Both Rihanna and Chris Brown are back. As Slate pointed out, there is something very cringe-worthy about enjoying Brown’s work. One of his new singles, “I Can Transform Ya,” is cocky and self-assured, and, content-wise, totally unrelated to his recent plea of guilt in the state of California. The single features Lil Wayne, who, besides fraternizing with a domestic abuser, has his own problems these days.
Anyway, even if it is absolutely morally revolting to enjoy Chris Brown (I know it is for me), I would never suggest we ban his music from our personal listening rotation. Even though his artistic persona has been revealed as a total lie, (as Slate noted, “An R&B loverman best known for a domestic-violence conviction is an insupportable contradiction”), art still needs distance from the personal life of the artist. We’d have pretty much no one to appreciate if all artists were judged by the merits of their personal character or politics–that’s right, we’d have to say good-bye to Polanski, Woody Allen, Heidegger, etc. I’m just trying to say that I hate censorship, and only believe it’s necessary when hate speech enters the ring.
Rihanna’s new single, unlike Brown’s, doesn’t enjoy very much liberty from the February assault. Its first sound is the cry of a lone guitar streaming across the sonic landscape, signaling a Red Dawn. “Russian Roulette” isn’t about Russia, however–though the cyrillic-lookin font plastering the single cover might have you thinking differently (see above). The song’s mood is foreboding, the lyrics dark, the song structure torn out of the heartbroken-ballad song book. The last sound in the song is a gun shot, because, ahem, she lost at the high stakes game of roulette.

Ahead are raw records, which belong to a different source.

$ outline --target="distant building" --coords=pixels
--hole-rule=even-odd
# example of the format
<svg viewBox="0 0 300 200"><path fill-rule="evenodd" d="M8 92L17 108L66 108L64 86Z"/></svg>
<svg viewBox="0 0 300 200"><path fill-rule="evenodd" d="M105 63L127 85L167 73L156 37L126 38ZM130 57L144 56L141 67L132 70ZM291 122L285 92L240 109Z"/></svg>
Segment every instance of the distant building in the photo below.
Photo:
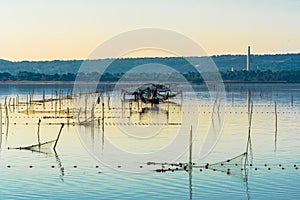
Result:
<svg viewBox="0 0 300 200"><path fill-rule="evenodd" d="M247 66L246 66L246 70L249 71L250 70L250 46L248 46L248 53L247 53Z"/></svg>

I think it’s unfair to only read this song through the lens of her recent life events, but I’m doing it to illustrate a point. It’s more acceptable in this here society to let the abusers move on, artistically unscathed, while Rihanna, the abused, returns with a persona that recalls this year’s events.
Yet, detractors may say, Rihanna’s always had a dark side. Even the sundrenched Barbados days of her earlier singles were tinged with the chaos-making agents of love, that is, madness and desperation. (See: S.O.S.) Detractors, I agree. But check out this further evidence that Rihanna’s new stuff is related to her personal life:
In this month’s issue of Glamour, Rihanna says of her new album:
I put everything I’ve wanted to say for the past eight months into my music. The songs are really personal.
So that’s good, if it helped her deal. I’m not asking Rihanna to do anything contrary to what she feels like doing. But we women are always supposed to infuse our art with emotion and personal experience. When women’s art is detached from our emotional life, we’re accused of being cold and fucked up. No one expects any kind of musical reflection from Chris Brown. He is free to be whoever the fuck he wants to be, and no one will ever wonder why he didn’t make a song about what it feels like to be a domestic abuser.
One day, I hope women won’t be chained (or barb-wired, as is the case with Rihanna) to our feelings. In the meantime, I still can’t wait for November 23rd, the day Rihanna’s cd comes out.